WH is a computer program that carries out the fitting of a speciation model, and conducts tests of the quality of fit of that model.  The speciation model is called the Isolation Model, and is one without gene flow.  With comparative DNA sequence data from each of two closely related species, the method allows an estimation of the time since speciation and the size of the ancestral species.  The methods are described in Wakeley and Hey (1997) and Wang, Wakeley and Hey (1997).


FPG (for Forward Population Genetic simulation) simulates a population of constant size that is undergoing various evolutionary processes, including:  mutation, recombination,  natural selection, and migration.   The meaning of "forward" in this context is simply that time, within the simulation, moves forward just as it does in the real world.  This is in contrast to coalescent population genetic simulation in which time, as represented within the simulation, proceeds back into the past.  Coalescent simulations have many advantages, but they are unwieldy if they incorporate natural selection on multiple sites.

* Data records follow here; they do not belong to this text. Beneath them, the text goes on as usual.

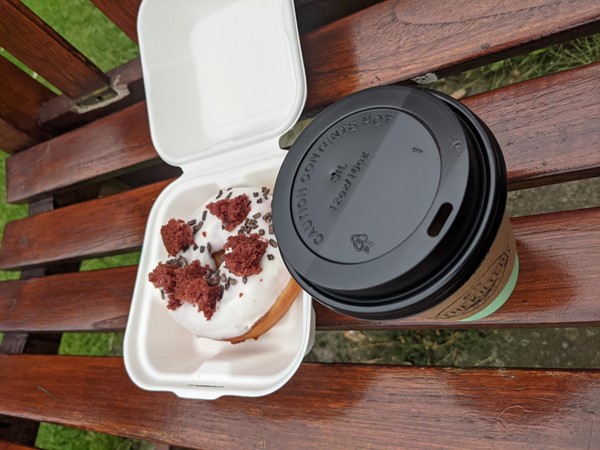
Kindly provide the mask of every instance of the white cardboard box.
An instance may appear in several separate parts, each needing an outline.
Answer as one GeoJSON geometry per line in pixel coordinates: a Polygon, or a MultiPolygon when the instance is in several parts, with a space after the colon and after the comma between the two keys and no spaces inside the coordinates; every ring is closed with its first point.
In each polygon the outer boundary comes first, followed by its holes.
{"type": "Polygon", "coordinates": [[[279,138],[298,119],[306,80],[292,0],[144,0],[138,34],[150,131],[183,175],[148,218],[125,333],[125,367],[141,388],[180,397],[260,396],[296,372],[314,333],[301,293],[258,340],[196,338],[170,317],[147,279],[167,258],[160,227],[221,188],[275,184],[279,138]]]}

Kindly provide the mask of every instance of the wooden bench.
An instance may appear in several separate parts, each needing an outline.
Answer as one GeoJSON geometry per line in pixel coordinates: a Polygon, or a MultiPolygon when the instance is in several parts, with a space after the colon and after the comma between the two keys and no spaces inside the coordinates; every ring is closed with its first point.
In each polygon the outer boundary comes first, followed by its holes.
{"type": "MultiPolygon", "coordinates": [[[[139,1],[93,3],[135,40],[139,1]]],[[[370,86],[459,73],[600,28],[596,0],[307,0],[297,10],[307,115],[370,86]]],[[[178,172],[152,147],[138,60],[104,74],[18,0],[0,0],[0,46],[63,93],[0,57],[0,148],[14,153],[7,196],[30,203],[0,248],[0,268],[22,271],[0,283],[0,437],[31,445],[46,421],[207,448],[600,446],[597,370],[305,363],[268,397],[209,402],[138,389],[120,357],[56,355],[60,332],[124,329],[136,267],[78,272],[79,261],[138,249],[154,199],[178,172]],[[115,83],[130,94],[104,105],[115,83]],[[110,179],[134,188],[97,198],[110,179]]],[[[600,176],[600,64],[464,103],[497,136],[510,189],[600,176]]],[[[513,226],[512,297],[480,322],[444,326],[599,325],[600,208],[513,226]]],[[[315,308],[322,330],[439,327],[315,308]]]]}

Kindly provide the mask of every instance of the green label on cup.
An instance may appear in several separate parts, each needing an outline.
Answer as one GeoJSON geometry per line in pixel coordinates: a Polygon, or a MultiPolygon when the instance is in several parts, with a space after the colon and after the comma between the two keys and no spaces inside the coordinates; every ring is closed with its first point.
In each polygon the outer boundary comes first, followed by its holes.
{"type": "Polygon", "coordinates": [[[467,317],[466,319],[461,319],[461,322],[472,322],[474,320],[479,320],[484,317],[487,317],[490,314],[492,314],[493,312],[496,312],[496,310],[498,308],[500,308],[502,305],[504,305],[504,303],[506,303],[506,300],[508,300],[508,298],[512,294],[512,292],[515,289],[515,286],[517,284],[518,278],[519,278],[519,256],[516,255],[515,256],[515,265],[513,267],[510,278],[508,279],[508,283],[506,283],[506,286],[504,286],[504,289],[502,289],[502,292],[500,292],[500,294],[498,294],[498,297],[496,297],[496,299],[492,303],[487,305],[484,309],[482,309],[478,313],[473,314],[471,317],[467,317]]]}
{"type": "Polygon", "coordinates": [[[515,238],[504,217],[487,255],[469,280],[422,317],[439,321],[473,321],[496,311],[512,293],[519,275],[515,238]]]}

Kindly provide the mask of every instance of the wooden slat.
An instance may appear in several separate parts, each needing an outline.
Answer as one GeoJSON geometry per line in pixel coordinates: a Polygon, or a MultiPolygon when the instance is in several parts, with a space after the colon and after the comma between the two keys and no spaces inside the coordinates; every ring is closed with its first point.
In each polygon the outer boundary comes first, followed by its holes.
{"type": "Polygon", "coordinates": [[[56,95],[0,56],[0,117],[29,136],[42,138],[38,117],[42,105],[56,95]]]}
{"type": "Polygon", "coordinates": [[[597,0],[387,0],[302,39],[307,109],[352,92],[596,32],[597,0]]]}
{"type": "Polygon", "coordinates": [[[464,103],[498,139],[509,189],[600,176],[600,63],[464,103]]]}
{"type": "MultiPolygon", "coordinates": [[[[320,329],[510,328],[600,325],[600,208],[513,219],[521,270],[495,314],[477,322],[416,317],[361,321],[318,303],[320,329]]],[[[122,330],[137,267],[0,284],[0,331],[122,330]],[[45,311],[43,315],[39,311],[45,311]]]]}
{"type": "Polygon", "coordinates": [[[137,103],[10,157],[7,199],[35,199],[156,158],[146,102],[137,103]]]}
{"type": "Polygon", "coordinates": [[[27,447],[25,445],[14,444],[12,442],[0,440],[0,450],[31,450],[34,447],[27,447]]]}
{"type": "Polygon", "coordinates": [[[0,0],[0,45],[71,98],[104,88],[107,78],[19,0],[0,0]]]}
{"type": "Polygon", "coordinates": [[[36,143],[35,138],[27,135],[0,117],[0,150],[15,152],[36,143]]]}
{"type": "Polygon", "coordinates": [[[122,330],[136,272],[119,267],[2,282],[0,331],[122,330]]]}
{"type": "Polygon", "coordinates": [[[150,207],[171,181],[9,222],[0,267],[39,267],[138,248],[150,207]]]}
{"type": "Polygon", "coordinates": [[[142,0],[92,0],[92,3],[132,41],[138,41],[136,23],[142,0]]]}
{"type": "MultiPolygon", "coordinates": [[[[593,64],[464,100],[500,142],[511,189],[600,175],[598,79],[593,64]]],[[[158,163],[147,123],[139,103],[9,158],[9,202],[158,163]]]]}
{"type": "Polygon", "coordinates": [[[0,379],[0,412],[194,448],[585,449],[600,439],[599,371],[303,364],[267,397],[216,401],[142,391],[114,357],[0,355],[0,379]]]}

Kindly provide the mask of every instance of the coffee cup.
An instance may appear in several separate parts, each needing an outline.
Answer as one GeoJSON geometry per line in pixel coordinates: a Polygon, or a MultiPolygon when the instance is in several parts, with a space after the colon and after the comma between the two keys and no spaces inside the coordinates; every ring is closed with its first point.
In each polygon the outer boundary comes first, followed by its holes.
{"type": "Polygon", "coordinates": [[[301,133],[273,223],[292,276],[334,311],[476,320],[518,277],[506,192],[500,147],[472,111],[435,91],[377,87],[301,133]]]}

FPG is useful for assessing the impact of natural selection on patterns of genetic variation.   It is designed so as to be able to approximate real world situations with fairly large population sizes and high mutation rates over long stretches of DNA.  The mutation model is an infinite sites model, meaning that no site that is segregating in the population can receive another mutation.  The simulation accommodates neutral, beneficial and deleterious mutations under several different fitness models, including additive, multiplicative and epistatic fitness models.   The program generates a wide variety of analyses, including polymorphism levels, heterozygosity (observed and expected), fixation rates, and linkage disequilibrium - all conducted for each of several categories of mutation.  When migration in invoked,  several  analyses regarding population structure are carried out.